His presence will result in a better performance from the defensive line, which will help the cornerbacks in coverage.
And the return of nose tackle Michael Pierce, who opted out of the season due to COVID, will vastly improve the Vikings’ run defense. While his stats might not show up in the box score, Pierce’s presence will impact opposing offenses when he plugs up the middle of the field, quickly closing down any inside rushing lanes. He will also prevent opposing offensive lineman from getting to the second level, allowing Anthony Barr and Eric Kendricks, both returning from injury, to bring down opposing ball carriers.
With the return from injuries by these key contributors, along with the improvement from the younger players, I think this defense could potentially be a top-10 or even top-5 unit next season.
The main concern I have with the Vikings’ ability to contend comes from their offensive line.
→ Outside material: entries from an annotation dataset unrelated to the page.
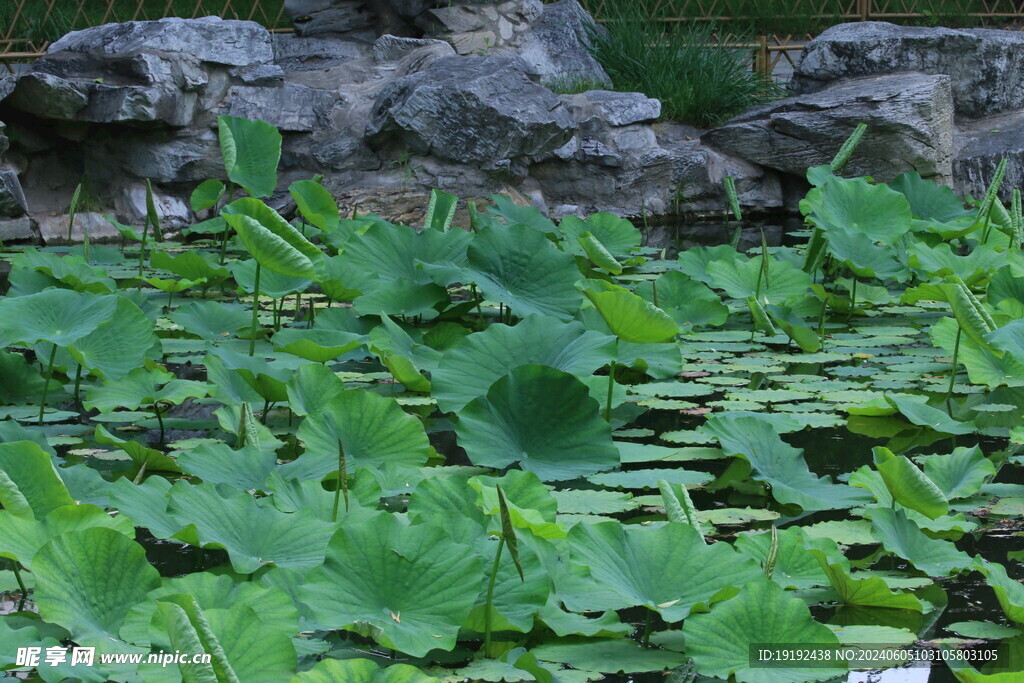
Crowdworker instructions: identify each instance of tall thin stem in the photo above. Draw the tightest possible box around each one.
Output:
[39,344,57,426]
[249,261,260,355]
[483,537,505,657]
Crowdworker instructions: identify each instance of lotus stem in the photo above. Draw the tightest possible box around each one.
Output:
[483,536,505,657]
[249,261,266,358]
[946,326,964,417]
[39,344,57,427]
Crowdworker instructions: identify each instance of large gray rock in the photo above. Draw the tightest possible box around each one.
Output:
[701,74,953,183]
[792,22,1024,118]
[0,170,29,218]
[517,0,611,88]
[367,57,573,166]
[47,16,273,67]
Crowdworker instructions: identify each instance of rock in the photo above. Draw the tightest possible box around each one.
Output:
[273,34,367,73]
[374,34,449,61]
[953,112,1024,202]
[285,0,377,36]
[222,83,336,132]
[0,216,37,245]
[119,129,224,182]
[114,182,194,232]
[701,74,953,183]
[562,90,662,129]
[0,170,29,218]
[36,212,121,247]
[791,22,1024,118]
[517,0,611,87]
[47,16,273,67]
[367,57,573,165]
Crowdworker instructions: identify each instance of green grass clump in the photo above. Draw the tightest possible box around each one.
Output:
[591,5,780,128]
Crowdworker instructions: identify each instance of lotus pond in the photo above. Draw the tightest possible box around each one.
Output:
[0,117,1024,683]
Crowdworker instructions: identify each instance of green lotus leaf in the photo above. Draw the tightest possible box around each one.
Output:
[217,116,282,197]
[299,513,484,656]
[272,328,365,362]
[865,508,974,577]
[32,527,160,643]
[289,659,440,683]
[0,290,115,347]
[0,441,75,520]
[168,481,334,573]
[282,389,430,479]
[581,280,679,344]
[558,212,643,257]
[872,446,949,519]
[177,441,278,490]
[705,413,870,511]
[683,580,846,683]
[83,368,209,413]
[170,301,250,340]
[286,364,345,417]
[223,197,324,278]
[456,366,618,481]
[636,270,729,329]
[431,315,614,413]
[0,505,135,569]
[559,521,761,623]
[531,638,687,674]
[800,178,912,245]
[708,256,811,303]
[69,297,159,380]
[288,180,341,231]
[463,223,583,321]
[915,445,995,501]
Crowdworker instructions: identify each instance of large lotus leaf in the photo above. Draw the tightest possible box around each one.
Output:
[177,441,278,490]
[299,513,484,656]
[223,197,324,278]
[800,178,912,245]
[581,280,679,344]
[82,368,209,413]
[32,527,160,642]
[636,270,729,329]
[170,301,251,340]
[705,413,871,511]
[0,441,75,520]
[288,180,341,232]
[683,581,846,683]
[979,562,1024,624]
[827,231,910,283]
[889,171,974,223]
[869,508,974,577]
[907,242,1006,283]
[708,256,811,303]
[289,659,440,683]
[929,317,1024,389]
[286,364,345,416]
[217,116,282,197]
[916,445,995,501]
[559,521,761,622]
[70,297,159,380]
[456,366,618,481]
[873,446,949,519]
[282,389,430,479]
[464,224,583,321]
[809,548,925,611]
[0,505,135,569]
[0,290,115,348]
[558,212,643,257]
[168,481,334,573]
[431,315,614,413]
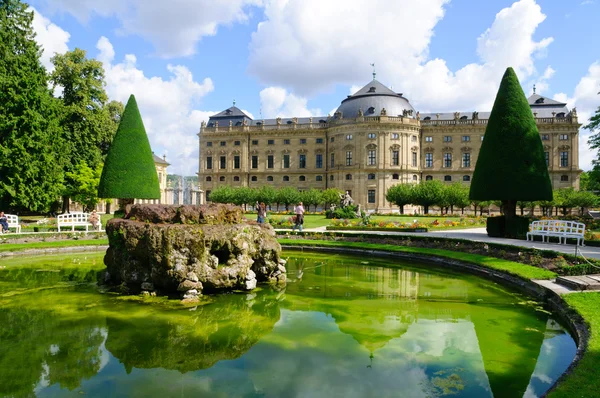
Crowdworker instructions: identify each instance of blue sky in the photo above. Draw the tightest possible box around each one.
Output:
[30,0,600,174]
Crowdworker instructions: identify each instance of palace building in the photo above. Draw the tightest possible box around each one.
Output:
[198,79,581,212]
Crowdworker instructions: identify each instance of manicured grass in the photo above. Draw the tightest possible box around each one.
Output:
[279,239,557,279]
[548,292,600,398]
[0,236,108,252]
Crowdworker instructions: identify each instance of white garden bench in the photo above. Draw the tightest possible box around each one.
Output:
[5,214,21,233]
[527,220,585,246]
[56,213,102,232]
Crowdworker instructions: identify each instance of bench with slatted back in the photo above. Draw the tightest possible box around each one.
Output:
[57,213,102,232]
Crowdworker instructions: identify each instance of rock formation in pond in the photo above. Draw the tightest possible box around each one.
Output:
[104,204,286,299]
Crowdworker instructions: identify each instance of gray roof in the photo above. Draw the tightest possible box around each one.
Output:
[337,79,415,118]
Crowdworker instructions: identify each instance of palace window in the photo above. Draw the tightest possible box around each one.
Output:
[425,152,433,167]
[560,152,569,167]
[367,150,375,166]
[463,153,471,167]
[444,152,452,167]
[298,155,306,169]
[367,189,375,203]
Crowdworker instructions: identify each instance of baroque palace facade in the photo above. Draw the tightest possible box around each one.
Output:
[198,79,581,212]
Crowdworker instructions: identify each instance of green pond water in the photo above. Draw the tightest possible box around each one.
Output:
[0,252,576,397]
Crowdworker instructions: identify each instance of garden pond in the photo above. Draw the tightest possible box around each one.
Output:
[0,251,576,397]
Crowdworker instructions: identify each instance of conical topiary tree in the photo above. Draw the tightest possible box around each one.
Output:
[469,68,552,219]
[98,95,160,205]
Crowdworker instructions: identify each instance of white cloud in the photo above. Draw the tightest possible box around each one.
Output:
[96,37,217,175]
[30,7,71,71]
[38,0,262,58]
[260,87,322,119]
[554,60,600,170]
[248,0,553,111]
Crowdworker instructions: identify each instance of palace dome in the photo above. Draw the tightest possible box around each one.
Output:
[336,79,416,118]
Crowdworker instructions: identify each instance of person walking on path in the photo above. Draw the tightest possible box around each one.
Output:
[292,202,304,232]
[256,202,267,224]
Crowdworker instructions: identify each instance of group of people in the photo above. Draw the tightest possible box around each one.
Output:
[254,201,304,232]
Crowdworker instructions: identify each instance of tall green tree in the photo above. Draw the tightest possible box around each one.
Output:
[0,0,63,211]
[98,95,160,210]
[385,184,415,214]
[50,48,122,212]
[470,68,552,218]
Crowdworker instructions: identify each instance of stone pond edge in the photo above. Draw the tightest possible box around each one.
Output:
[281,245,590,398]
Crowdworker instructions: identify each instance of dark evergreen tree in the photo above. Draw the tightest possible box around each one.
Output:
[98,95,160,204]
[469,68,552,218]
[0,0,63,211]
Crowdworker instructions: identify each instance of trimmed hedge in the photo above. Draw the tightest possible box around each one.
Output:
[469,68,552,201]
[98,95,160,199]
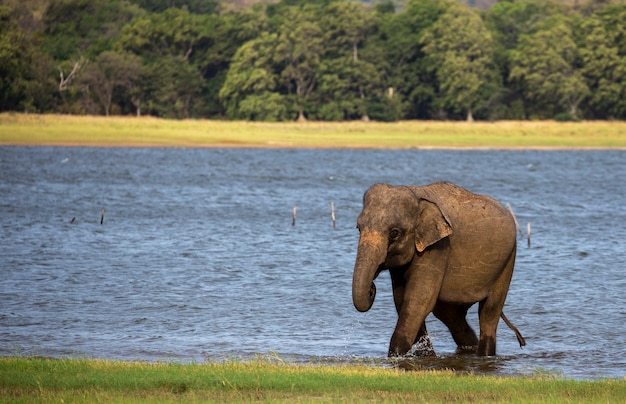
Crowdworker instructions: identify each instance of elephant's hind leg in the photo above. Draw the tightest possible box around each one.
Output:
[433,301,478,353]
[477,245,515,356]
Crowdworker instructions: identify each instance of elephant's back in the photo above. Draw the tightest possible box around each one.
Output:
[422,182,517,260]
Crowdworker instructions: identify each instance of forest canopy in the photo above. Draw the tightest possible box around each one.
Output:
[0,0,626,121]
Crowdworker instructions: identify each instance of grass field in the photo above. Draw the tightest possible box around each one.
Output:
[0,357,626,403]
[0,113,626,149]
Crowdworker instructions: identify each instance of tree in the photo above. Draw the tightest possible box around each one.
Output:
[0,6,32,111]
[580,4,626,119]
[119,8,212,60]
[219,32,288,121]
[43,0,144,62]
[125,0,219,14]
[141,55,204,119]
[317,2,381,120]
[422,4,496,121]
[509,16,589,119]
[79,51,141,116]
[191,9,267,115]
[366,0,454,119]
[275,7,324,121]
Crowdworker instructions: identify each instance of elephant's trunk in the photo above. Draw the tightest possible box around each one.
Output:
[352,234,387,311]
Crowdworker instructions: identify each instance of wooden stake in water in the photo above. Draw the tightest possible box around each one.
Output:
[506,202,524,237]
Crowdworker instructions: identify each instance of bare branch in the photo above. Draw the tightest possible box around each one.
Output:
[57,56,87,91]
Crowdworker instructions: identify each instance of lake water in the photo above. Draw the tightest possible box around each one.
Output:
[0,147,626,379]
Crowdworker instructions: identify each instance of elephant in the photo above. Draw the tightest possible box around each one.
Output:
[352,182,526,357]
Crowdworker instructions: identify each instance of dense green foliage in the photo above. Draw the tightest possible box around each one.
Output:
[0,0,626,121]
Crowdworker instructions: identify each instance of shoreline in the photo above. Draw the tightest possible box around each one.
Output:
[0,113,626,150]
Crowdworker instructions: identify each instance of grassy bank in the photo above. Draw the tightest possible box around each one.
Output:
[0,358,626,403]
[0,113,626,149]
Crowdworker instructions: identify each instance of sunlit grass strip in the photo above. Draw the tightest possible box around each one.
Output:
[0,113,626,149]
[0,357,626,403]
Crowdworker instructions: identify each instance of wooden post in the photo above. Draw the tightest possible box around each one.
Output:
[506,202,524,237]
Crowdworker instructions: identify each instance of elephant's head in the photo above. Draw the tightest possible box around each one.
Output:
[352,184,452,311]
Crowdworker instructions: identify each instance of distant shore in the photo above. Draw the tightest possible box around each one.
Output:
[0,113,626,150]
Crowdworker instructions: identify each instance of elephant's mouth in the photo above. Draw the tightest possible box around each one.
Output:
[372,264,387,281]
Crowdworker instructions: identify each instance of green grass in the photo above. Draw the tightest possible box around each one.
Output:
[0,357,626,403]
[0,113,626,149]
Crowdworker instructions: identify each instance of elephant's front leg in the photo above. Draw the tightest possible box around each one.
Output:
[389,265,443,356]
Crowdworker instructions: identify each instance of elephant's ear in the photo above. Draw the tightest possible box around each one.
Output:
[415,199,452,252]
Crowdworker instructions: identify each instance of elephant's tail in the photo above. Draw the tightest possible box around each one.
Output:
[500,312,526,348]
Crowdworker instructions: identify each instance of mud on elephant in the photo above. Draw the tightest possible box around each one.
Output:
[352,182,525,356]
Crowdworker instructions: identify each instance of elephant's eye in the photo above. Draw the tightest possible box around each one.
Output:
[389,229,402,241]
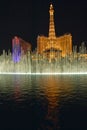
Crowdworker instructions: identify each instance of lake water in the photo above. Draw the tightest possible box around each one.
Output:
[0,75,87,130]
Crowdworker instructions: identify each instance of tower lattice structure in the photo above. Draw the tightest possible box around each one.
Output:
[37,4,72,59]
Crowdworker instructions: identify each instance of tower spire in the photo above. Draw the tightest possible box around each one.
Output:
[49,4,55,38]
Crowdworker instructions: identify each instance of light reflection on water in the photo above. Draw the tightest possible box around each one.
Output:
[0,75,87,130]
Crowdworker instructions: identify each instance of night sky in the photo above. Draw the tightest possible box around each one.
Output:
[0,0,87,51]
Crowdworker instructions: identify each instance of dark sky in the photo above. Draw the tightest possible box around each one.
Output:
[0,0,87,50]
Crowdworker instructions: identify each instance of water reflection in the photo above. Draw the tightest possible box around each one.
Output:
[0,75,87,130]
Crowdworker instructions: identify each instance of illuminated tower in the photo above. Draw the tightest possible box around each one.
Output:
[37,4,72,59]
[49,4,55,39]
[12,37,21,63]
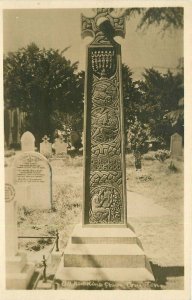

It was poor down the stretch and provided little help for quarterback Kirk Cousins in pass protection. If they want to be contenders, Minnesota needs to fix the offensive line to make Cousins’ job easier.
Luckily for them, they can look to former offensive coordinator Kevin Stefanski and the Cleveland Browns when looking at how to revamp a middle of the pack offensive line. In just one offseason, the Browns went from the 23rd ranked offensive line to the 1st per PFF.
Stefanski invested heavily in the tackle spots through free agency, the draft, and trades to build depth at the position, allowing his running backs to run the show and providing a simplified formula for Baker Mayfield, something the Vikings have been trying to do with Cousins.
If the Vikings can bolster the offensive line through the draft and free agency and add some talent on the defensive side at pass rusher, I think this team could contend next season, given GM Rick Spielman’s ability to find value in the draft.